Like any other city, Buffalo has various and conflicting identities, and the goal of Ineffably Urban is to explore the narratives of Buffalo that have emerged through art in recent years.

Symposium organizer Miriam Paeslack is an art historian and adjunct professor in UB's Arts Management Program in the College of Arts and Sciences.

"It's not a conference about whether we like or hate Buffalo, but it's really about how we can talk about Buffalo as a place beyond the cliches, beyond the city that used to be great but is not anymore, or the city that is now decaying," she said. "It's about how artists, poets, photographers and filmmakers have presented Buffalo or cities in similar positions."

"I think what we can assume when we go into this is that there is no one picture of Buffalo that we can reduce ourselves to, and I think this conference tries to broaden our horizon when talking about Buffalo," Paeslack added.

Ineffably Urban is sponsored by UB's strategic strength in Cultures and Texts, one of eight interdisciplinary research and academic strengths that the university is emphasizing under its UB 2020 strategic plan.

Besides Paeslack, other speakers and panelists include:

- Jean-Michel Reed, an artist and photographer whose projects have investigated the phenomenon of fires in a declining city.

- Jeff Byles, author of "Rubble: Unearthing the History of Demolition" and an architecture, urbanism and culture writer whose work has appeared in publications including The New York Times and Metropolis.

- Dennis Maher, an architect and clinical assistant professor in the UB School of Architecture and Planning, who has crafted large-scale sculptures from discarded building materials from demolition sites.

- Mary N. Woods, architectural historian and the Michael A. McCarthy Professor of Architectural Theory at Cornell University.

- Eddy Dobosiewicz and Marty Biniasz, activists and guides for Forgotten Buffalo, whose custom tours introduce Buffalo's unique landmarks and old-world neighborhoods and provide a sense of why Buffalo Niagara is one of the nation's most unique urban communities.

- Julian Meyrick, theater director, theater historian and visiting faculty member in UB's Arts Management Program.

- Kenny Cupers, architectural historian and the UB School of Architecture and Planning's 2010-11 Reyner Banham Fellow.

- Alexander Bitterman, an architect, designer and assistant professor in the Rochester Institute of Technology School of Design, whose books include "Buffalo is a Cool Place to Live."

- David Gracon, an artist and assistant professor at Eastern Illinois University who teaches courses in documentary production, cultural studies and the political economy of communication.

- Marc Moscato, an artist, curator and activist who directs The Dill Pickle Club, a Portland, Oregon-based cultural club that uses nontraditional and interactive learning environments to help residents understand the place in which they live.

- Julie Perini, a video artist, writer, educator and a graduate of UB's Media Study Department, who has written about art that promotes progressive social change.

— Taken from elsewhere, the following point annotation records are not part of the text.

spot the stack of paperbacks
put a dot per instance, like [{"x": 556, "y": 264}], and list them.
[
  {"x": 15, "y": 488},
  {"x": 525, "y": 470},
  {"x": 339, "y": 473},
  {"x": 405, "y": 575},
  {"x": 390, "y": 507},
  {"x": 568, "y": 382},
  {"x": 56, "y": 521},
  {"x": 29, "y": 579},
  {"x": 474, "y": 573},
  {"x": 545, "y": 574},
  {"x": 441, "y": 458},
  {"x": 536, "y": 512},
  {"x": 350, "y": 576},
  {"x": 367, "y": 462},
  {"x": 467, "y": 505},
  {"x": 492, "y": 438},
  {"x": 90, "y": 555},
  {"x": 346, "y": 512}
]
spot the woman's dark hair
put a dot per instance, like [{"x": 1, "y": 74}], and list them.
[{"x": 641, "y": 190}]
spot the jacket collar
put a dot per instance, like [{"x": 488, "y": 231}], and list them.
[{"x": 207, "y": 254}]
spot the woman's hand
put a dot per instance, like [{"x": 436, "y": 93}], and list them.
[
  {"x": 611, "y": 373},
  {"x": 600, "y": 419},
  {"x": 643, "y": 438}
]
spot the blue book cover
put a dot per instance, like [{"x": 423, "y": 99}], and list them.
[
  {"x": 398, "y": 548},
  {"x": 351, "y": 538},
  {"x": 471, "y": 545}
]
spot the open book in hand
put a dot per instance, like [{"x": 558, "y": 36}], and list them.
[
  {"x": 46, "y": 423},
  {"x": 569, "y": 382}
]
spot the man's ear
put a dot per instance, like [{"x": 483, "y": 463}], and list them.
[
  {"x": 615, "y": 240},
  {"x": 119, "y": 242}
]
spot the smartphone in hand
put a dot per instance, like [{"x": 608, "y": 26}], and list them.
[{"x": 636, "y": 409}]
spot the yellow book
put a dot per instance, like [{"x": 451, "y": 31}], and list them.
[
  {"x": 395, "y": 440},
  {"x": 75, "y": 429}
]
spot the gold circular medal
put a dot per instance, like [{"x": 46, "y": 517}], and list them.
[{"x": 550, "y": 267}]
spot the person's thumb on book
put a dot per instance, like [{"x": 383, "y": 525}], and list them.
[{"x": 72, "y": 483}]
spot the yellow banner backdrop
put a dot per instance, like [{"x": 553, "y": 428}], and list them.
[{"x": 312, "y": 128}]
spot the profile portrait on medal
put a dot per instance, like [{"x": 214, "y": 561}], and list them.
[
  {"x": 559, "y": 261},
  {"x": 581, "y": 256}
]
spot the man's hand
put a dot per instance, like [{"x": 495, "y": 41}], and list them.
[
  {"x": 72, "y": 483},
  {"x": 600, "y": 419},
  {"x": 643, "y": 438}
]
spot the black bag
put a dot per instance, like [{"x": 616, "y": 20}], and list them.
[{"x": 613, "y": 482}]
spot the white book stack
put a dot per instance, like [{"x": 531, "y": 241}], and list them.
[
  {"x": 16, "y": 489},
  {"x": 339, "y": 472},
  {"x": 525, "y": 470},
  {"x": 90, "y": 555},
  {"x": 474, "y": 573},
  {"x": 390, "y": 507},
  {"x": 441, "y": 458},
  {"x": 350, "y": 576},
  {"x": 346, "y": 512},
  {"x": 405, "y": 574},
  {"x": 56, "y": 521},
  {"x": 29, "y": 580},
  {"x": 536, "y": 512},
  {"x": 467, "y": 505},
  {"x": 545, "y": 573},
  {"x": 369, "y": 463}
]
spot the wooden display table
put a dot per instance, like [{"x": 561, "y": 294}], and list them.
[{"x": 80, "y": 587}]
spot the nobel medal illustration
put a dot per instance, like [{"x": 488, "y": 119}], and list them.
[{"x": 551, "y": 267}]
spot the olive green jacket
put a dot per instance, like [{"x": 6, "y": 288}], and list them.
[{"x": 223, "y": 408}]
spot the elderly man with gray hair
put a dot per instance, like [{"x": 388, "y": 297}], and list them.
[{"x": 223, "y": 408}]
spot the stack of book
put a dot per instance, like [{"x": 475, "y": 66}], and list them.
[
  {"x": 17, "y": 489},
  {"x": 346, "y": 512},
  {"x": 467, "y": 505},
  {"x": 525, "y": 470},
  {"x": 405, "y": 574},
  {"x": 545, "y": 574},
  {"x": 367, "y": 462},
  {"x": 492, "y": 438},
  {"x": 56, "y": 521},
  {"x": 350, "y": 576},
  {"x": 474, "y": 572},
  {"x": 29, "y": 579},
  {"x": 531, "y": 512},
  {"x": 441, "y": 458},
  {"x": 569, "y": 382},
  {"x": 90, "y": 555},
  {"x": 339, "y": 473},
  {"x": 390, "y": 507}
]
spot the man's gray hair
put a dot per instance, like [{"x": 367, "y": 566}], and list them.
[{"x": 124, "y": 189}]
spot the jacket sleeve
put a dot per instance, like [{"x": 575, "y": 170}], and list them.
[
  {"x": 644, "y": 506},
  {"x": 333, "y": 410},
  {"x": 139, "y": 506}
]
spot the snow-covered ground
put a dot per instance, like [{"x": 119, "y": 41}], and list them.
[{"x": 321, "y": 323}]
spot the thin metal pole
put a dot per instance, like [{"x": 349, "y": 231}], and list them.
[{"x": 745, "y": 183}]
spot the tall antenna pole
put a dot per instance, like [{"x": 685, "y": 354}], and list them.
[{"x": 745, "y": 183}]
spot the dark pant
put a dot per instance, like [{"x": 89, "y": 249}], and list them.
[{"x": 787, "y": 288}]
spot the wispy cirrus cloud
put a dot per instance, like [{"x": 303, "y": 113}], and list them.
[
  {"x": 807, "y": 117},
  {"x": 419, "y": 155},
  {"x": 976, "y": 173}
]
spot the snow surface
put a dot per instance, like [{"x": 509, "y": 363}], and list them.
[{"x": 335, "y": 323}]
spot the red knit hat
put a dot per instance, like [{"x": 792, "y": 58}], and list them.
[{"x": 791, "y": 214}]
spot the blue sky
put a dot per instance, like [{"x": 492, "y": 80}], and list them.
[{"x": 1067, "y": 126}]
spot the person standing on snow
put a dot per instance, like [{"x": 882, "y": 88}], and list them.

- Aaron Bartley, co-founder and co-director of People United for Sustainable Housing (PUSH Buffalo), which mobilizes residents to implement sustainable development projects that improve housing and job opportunities in Buffalo.

- Jordan Geiger, an architect and assistant professor of architecture at UB, whose research and design practice addresses time-based and temporary constructions and collaborative interdisciplinary methods of practice.

Post-symposium events on April 30 include:

- 5 p.m.: A screening at Hallwalls of "Tough Stuff from the Buff: Experimental & Activist Video from the Fringes of Buffalo, NY."

- 6 p.m.: An opening at 949 Broadway in Buffalo for an exhibition of designs by Geiger's architecture students at UB for a theoretical mixed-use building that would include a birthing center, hospice and community learning space in Buffalo's Polonia district.